The high costs and demand for medical procedures are putting a hefty price tag on independence for people over 50. Case in point: more and more post 50s are heading to their ophthalmologists for cataract surgery and the demand shows no sign of leveling off, a Mayo Clinic study found.
The demand has been steadily rising for the past 30-plus years. Currently, 22 million Americans are affected by age-related cataracts but that number is expected to grow to 30 million by 2020.
Cataracts cause a clouding of the eye lens, making for blurry vision, poor night vision and glaring. Sufferers experience difficulty driving, performing household chores and other activities that can impede their independence. The Administration on Aging estimated that nearly 1-in-3 non-institutionalized Americans over 65 were living on their own in 2011.
"Cataract surgery rates are rising in all age groups between 50 and 90, but the greatest increase is in the 70- and 80-year-olds. And part of that is that our older population, or the aging baby boomers, are working longer... that's why they're looking for surgery sooner -- so that they can remain independent, remain active, continue to work," said Mayo Clinic ophthalmologist Jay Erie in a press release.

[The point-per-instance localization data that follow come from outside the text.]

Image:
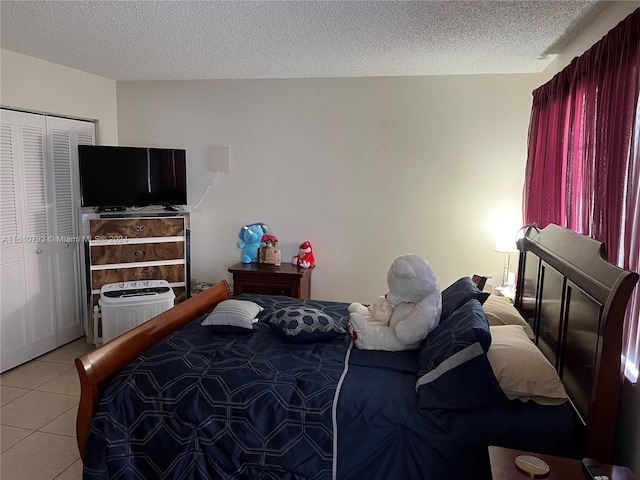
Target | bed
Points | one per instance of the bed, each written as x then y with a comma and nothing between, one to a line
173,398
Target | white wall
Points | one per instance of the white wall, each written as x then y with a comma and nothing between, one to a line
627,449
27,83
366,169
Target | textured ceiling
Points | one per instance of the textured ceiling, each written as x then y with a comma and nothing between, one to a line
174,40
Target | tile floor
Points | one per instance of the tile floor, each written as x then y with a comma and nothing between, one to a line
39,400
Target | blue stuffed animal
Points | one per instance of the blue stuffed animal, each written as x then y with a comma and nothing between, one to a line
251,241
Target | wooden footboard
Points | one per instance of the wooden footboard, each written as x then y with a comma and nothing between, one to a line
97,367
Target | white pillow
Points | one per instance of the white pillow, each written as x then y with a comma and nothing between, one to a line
522,370
236,313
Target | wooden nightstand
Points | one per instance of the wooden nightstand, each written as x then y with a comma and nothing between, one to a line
503,467
261,279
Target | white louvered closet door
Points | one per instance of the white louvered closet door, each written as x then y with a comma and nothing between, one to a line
27,299
40,251
64,136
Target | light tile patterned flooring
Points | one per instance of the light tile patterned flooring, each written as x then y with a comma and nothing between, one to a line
38,417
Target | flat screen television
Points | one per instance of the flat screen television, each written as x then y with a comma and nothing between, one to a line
117,177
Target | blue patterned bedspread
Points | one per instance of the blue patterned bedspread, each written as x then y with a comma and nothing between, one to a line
201,405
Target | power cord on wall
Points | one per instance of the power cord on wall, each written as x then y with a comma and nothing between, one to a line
211,182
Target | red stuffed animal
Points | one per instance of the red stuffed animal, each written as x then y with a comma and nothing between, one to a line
305,257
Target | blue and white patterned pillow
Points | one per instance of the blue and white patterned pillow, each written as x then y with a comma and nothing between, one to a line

Not only does cataract surgery mean maintaining independence for post 50s, it can also prolong their life. A recent Australian study found timely cataract surgery led to a 40 percent reduction in mortality compared with those who did not undergo surgery. Researchers discovered cataract surgery has health benefits beyond improved vision including increased optimism and confidence from being able to live independently.
While the surgery is typically a simple out-patient procedure covered by Medicare, it costs around $3,000 per eye. With 60 percent of people having both eyes corrected within three months, Erie said, the upward trend raises the question of the long-term costs and availability of resources for post 50s nationwide.